The Australian Renewable Energy Agency (ARENA), which is providing $5.9 million in funding to Jemena on behalf of the Federal Government, said this first of its kind project would show how biomethane could help to supplement domestic gas supplies and decarbonise the gas network.
“The injection of biomethane into the natural gas network is currently unproven in Australia due to a range of technical, regulatory and commercial factors,” said ARENA CEO Darren Miller.
“Displacing natural gas with biomethane and renewable hydrogen is recognised as the likely pathway to decarbonise natural gas networks.
“With a successful demonstration by Jemena, we could see biomethane use increasing across the country.”
According to Jemena, there are more than 30,000 TJs of potential biogas in the vicinity of the NSW gas pipelines, enough to supply 1.4 million households in NSW.

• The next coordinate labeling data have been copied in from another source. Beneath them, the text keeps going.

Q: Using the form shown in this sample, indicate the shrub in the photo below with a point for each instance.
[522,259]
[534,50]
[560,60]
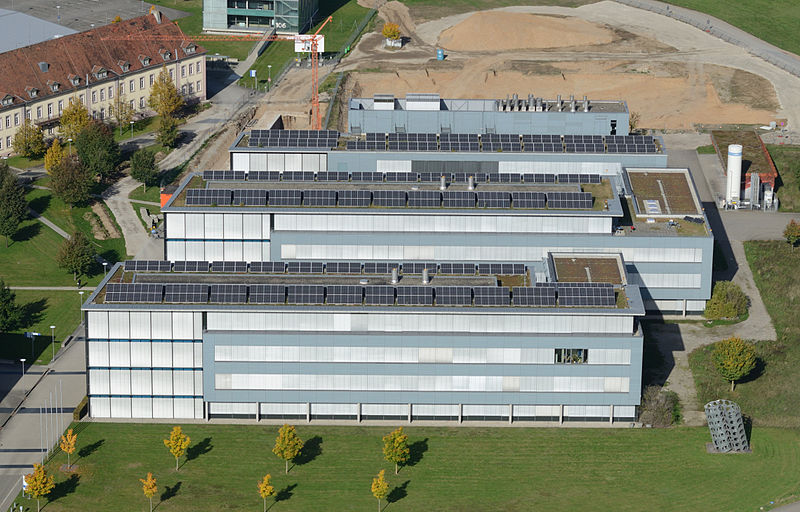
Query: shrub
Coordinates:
[727,301]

The company’s Executive General Manager Gas Distribution, Dr Jennifer Purdie said the project will see Sydney Water initially supply 95 terajoules (TJs) per year of zero emission biomethane before scaling up to 200 TJs annually; equivalent to the gas demand of approximately 13,300 homes.
“This agreement will see biomethane injected into the gas network for the first time in Australia with an initial capacity of 95 terajoules of renewable green gas per year, which is enough to meet the gas demand of approximately 6,300 homes,” Dr Purdie said.
“This has the potential to be scaled up to 200 terajoules per year, enough to meet the gas demand of around 13,300 homes.”
The Malabar plant is expected to supply Biomethane to the network by early 2022, with the project to generate eight full-time jobs to support ongoing operations.